What People Get Wrong
The popular version of this argument is that generous bankruptcy law simply encourages risk-taking, and more risk-taking is always good. Too clean. Bankruptcy regimes that are too debtor-friendly create their own distortions: when founders know that failure carries minimal personal cost and creditors are weakly protected, the cost of capital rises, lenders price in the extra risk, and industries that depend on debt financing, construction, capital equipment, logistics, become more expensive to enter from a different direction. Generous to debtors can mean punishing to borrowers. The reform advocates who ignore this tend to produce policies that shift the problem rather than resolve it.
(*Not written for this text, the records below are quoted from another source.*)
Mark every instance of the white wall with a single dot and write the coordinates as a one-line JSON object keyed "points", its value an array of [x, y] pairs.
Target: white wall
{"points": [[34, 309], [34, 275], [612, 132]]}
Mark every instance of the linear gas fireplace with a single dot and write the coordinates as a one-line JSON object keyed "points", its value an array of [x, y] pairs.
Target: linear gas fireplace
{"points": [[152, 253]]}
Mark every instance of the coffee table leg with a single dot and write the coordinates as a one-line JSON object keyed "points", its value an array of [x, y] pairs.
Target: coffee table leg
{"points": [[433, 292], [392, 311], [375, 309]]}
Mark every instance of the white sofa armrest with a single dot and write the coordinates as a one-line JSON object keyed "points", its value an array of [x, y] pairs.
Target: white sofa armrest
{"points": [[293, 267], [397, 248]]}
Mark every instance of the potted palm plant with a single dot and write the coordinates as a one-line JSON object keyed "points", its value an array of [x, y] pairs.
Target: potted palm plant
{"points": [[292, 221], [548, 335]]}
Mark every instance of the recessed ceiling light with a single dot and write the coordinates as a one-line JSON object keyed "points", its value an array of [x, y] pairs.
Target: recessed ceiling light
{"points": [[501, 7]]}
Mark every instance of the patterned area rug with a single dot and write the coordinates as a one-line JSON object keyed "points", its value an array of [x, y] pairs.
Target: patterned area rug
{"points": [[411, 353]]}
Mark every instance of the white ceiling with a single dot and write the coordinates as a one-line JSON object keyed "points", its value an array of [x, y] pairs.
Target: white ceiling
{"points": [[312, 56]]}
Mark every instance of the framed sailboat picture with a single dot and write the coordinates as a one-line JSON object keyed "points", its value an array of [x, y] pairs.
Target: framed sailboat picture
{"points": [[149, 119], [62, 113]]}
The real variable is not generosity or harshness in isolation. It is the fit between the sequencing rules and the natural failure modes of the industries a society wants to cultivate. France's sauvegarde procedure, introduced in the mid-2000s, allows companies to seek court protection before they are actually insolvent, an attempt to preserve going-concern value earlier in the distress cycle. That fits well with industries that have large fixed-cost bases and long customer relationships: hospitality, retail, media, where early intervention can save something worth saving. It fits less well with pure-play venture-style startups, which often have no assets worth preserving and simply need the founders discharged quickly and cheaply so they can try again.
The Industries That Disappear Quietly
Ask yourself this: how would you even know which industries a country failed to build?
Nobody holds a press conference to announce they decided not to found a biotech company because the personal bankruptcy discharge period was six years. The absence leaves no data point. This is why the policy conversation is so often dominated by the firms that did get built, and so rarely by the counterfactual, which is, historically speaking, where most of the economic story lives.
When economists compare entrepreneurial activity across countries with similar income levels, education levels, and market sizes, the variance in high-variance industry formation, drugs, deep tech, financial services innovation, correlates stubbornly with the personal cost of failure embedded in the bankruptcy code. The mechanism is not complicated. Rational people, offered two industries with similar expected returns but different downside structures, migrate toward the one where the floor is higher. The bankruptcy code, patient and procedural and almost entirely unread, does the sorting.
It reads like plumbing. But plumbing determines what you can build above it, and, more to the point, which floors you are never permitted to reach.